Wow! February is already here. It is a short month, jam-packed with holidays and observances. Today is Groundhog’sDay, with an event that could set the mood for the rest of the month! Is spring around the corner or will it be six more weeks of winter?
This week’s Literacy and Reading News Round-up is also chock-full of great information. Last week, Jen Robinson wrote a post asking How Can We Encourage Reading Aloud? It has gotten some great discussions going, in the kidlitosphere and beyond (here and here, for example). Within the discussions about why reading aloud is important there are some great ideas that can be easily integrated into our busy lives. Thank you for being part of the conversation. Change seems so hard when life is crazy, your ideas help make new habits look possible! Now on with the show …
Books and Chocolate? I’m there! Betterworld.com and Divine Chocolate have a pre-Valentines offer you can’t resist. Four of every five book orders from Betterworld will have a Divine Milk Chocolate bar. Yes, it also applies to International orders. The offer ends 4 February 2009. Read To Co-op is Divine on the Betterworld website for more details.
In the context of literacy and reading, we found several items of note in celebration of Black History Month. If you’ve got a recommended resource (or a favorite book), please leave us a comment.
- Color Online is hosting a contest celebrating black women writers. Thanks Ali for the lead. You can read her post at Diversity Rocks!

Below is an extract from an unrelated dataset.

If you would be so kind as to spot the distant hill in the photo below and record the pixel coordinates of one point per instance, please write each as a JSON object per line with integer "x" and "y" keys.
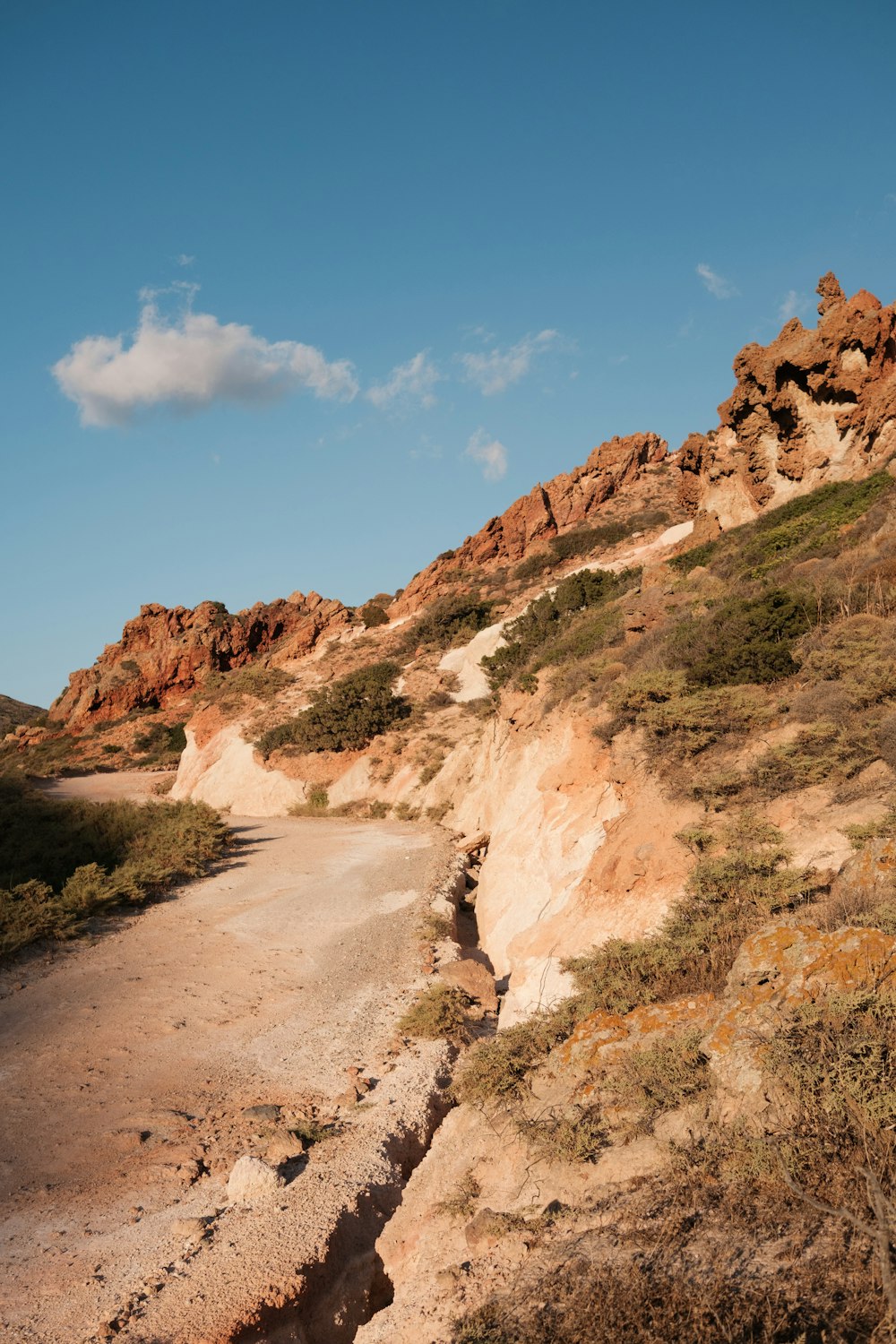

- At Reading Today Daily (IRA Blog) John Micklos has a post filled with links related to Black History Month on Thinkfinity.org, a comprehensive online resource funded by the Verizon Foundation.
Family Literacy Day Updates – It is too soon for a final tally on the Canadians’ quest to set a new record for “Most Children Read To in a Single Day – Multiple Locations” in the Guinness Book of World Records. But there were some related news finds of interest.
- If you like the suspense of GBWR events, use this map on the ABC-Canada literacy Foundation to keep current.
- You might also enjoy this article in the StaynerSun (Ontario) that shares the simultaneous-read-aloud event at Creemore Public School.
- The Leader-Post (Saskatchewan, Canada) has an article about Book and Bannock Day at Arcola Community School. Children, parents, care-givers, and teachers spent 30 minutes reading aloud together. This is the fifth event in the school since October, and each time, more parents turn out to read with their children. Angela Kelly, a teacher, says that Book and Bannock Day is part of the school’s effort to ” increase literacy skills through a connection with the family.”
- At Literacy and Reading News, Brian Scott has this post describing the work of Canada’s Literacy Coalition, a group of “16 organisations from the literacy field, including community groups, resource centres, unions and school boards, from both the anglophone and francophone sectors.”
When classes are done at Northwood High School (Montgomery County, MD), the kids head to the cyber-cafe. Where? The library. The librarian book-talks, the kids read, study, eat, or game (on Tuesdays). Here’s what the librarian says: “”We have an expression in New York…If you hang around the barbershop long enough, you are going to get a haircut.” The lead came from Reading Today Daily; the article (with photo of kids in beanbag chairs) is in the Washington Post.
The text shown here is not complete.